1767-02-16, de Voltaire [François Marie Arouet] à Charles Augustin Feriol, comte d'Argental.

Mes chers anges sçauront donc que dans cette nouvelle édition de la Tragédie des Scithes, envoiée par le dernier ordinaire à mr Le Duc De Praslin il m'a paru manquer bien des choses, et que dès que je vous eu écrit que je n'y pouvais rien ajouter, j'y ajoutai sur le champ quatre vers.
Voicy à quelle occasion. Dans la scène du 4e acte entre Athamare et Indatire, ce Scithe dit au prince,

Aprends à mieux juger de ce peuple équitable,
Egal à toi sans doute, et non moins respectable.

Athamare ne répond rien à celà; il est vrai qu'il est pressé de parler de sa demoiselle, mais il me parait nécessaire de confondre d'abord cette bravade. Je le fais donc répondre ainsi,

Elève ta patrie et cherche à la vanter,
C'est le recours du faible; on peut le suporter.
Ma fierté que permet la grandeur souveraine
Ne daigne pas ici lutter contre la tienne.
Te crois-tu juste, au moins?

INDAT:

Ouï, je puis m'en flatter
etca.

Il y a encor un mot qui m'a paru trop rude au 2d acte. Hermodan en voiant le repentir d'Athamare dit,

Je me sens attendri d'un spectacle si râre.

Sozame répond,

Tu ne m'attendris point, malheureux Athamare.

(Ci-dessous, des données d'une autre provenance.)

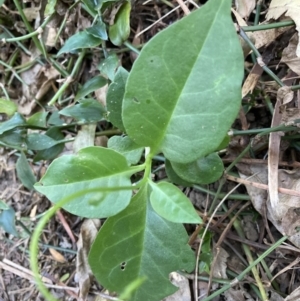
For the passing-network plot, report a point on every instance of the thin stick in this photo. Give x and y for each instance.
(263, 186)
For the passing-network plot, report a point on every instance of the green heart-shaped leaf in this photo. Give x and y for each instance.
(184, 90)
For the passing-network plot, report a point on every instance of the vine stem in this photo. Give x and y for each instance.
(43, 222)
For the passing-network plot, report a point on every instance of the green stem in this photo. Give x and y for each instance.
(27, 25)
(246, 271)
(257, 13)
(259, 58)
(68, 80)
(41, 225)
(131, 47)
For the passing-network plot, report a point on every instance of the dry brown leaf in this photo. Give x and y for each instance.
(265, 37)
(285, 216)
(274, 152)
(220, 263)
(289, 56)
(84, 275)
(57, 256)
(245, 7)
(184, 292)
(291, 8)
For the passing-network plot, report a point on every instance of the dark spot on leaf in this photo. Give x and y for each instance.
(135, 100)
(122, 266)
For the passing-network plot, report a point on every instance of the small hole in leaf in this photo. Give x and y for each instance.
(122, 266)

Celà n'est pas juste, celà n'est pas honnête. Il doit lui dire,

Tu ne me séduis point, malheureux Athamare

Je recommande donc ces deux corrections à vos bontés angéliques. Je vous prie de les faire porter sur l'éxemplaire de Le Kain et sur les autres. Il n'en coûte que la peine de coller quelques petits pains.

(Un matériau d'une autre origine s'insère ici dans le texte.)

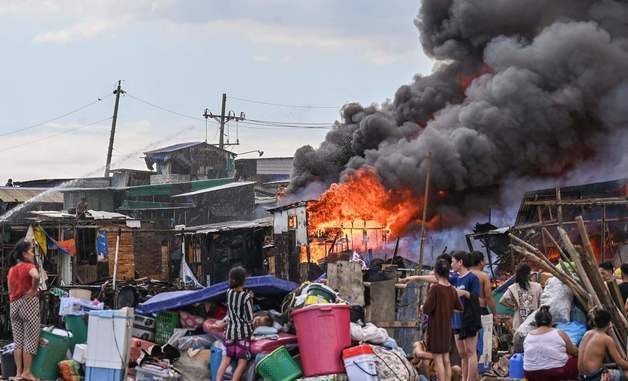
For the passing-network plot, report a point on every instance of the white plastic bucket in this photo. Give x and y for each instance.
(361, 368)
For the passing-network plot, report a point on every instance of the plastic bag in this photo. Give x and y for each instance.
(556, 295)
(574, 329)
(370, 333)
(70, 370)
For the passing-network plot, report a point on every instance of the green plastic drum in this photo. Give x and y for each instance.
(77, 326)
(279, 366)
(53, 348)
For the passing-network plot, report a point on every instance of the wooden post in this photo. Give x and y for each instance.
(422, 242)
(115, 261)
(559, 207)
(603, 235)
(540, 213)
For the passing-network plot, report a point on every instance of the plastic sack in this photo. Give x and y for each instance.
(574, 329)
(193, 342)
(556, 295)
(191, 369)
(559, 297)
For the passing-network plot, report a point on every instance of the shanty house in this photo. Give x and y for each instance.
(189, 161)
(37, 199)
(212, 250)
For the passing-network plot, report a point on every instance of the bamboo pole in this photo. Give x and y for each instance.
(619, 320)
(422, 243)
(577, 290)
(534, 250)
(563, 256)
(575, 257)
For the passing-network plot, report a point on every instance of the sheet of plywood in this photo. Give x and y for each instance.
(346, 278)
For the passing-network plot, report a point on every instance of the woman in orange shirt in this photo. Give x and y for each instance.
(23, 280)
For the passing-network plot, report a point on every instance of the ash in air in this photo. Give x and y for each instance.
(524, 92)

Après cette importunité, je vous demande une autre grâce, c'est d'envoyer un éxemplaire bien corrigé à made De Florian qui n'en fera pas un mauvais usage, et qui ne le laissera pas courir. Il ne serait pas mal qu'elle vit une répétition; elle s'y connait, elle dit son mot net et court. Plus j'y pense, plus j'aime les Scithes. Je prie Dieu qu'ainsi soit de vous. Le sujet est heureux ou je suis bien trompé, et le sujet fait tout.

Mille tendres respects.

V.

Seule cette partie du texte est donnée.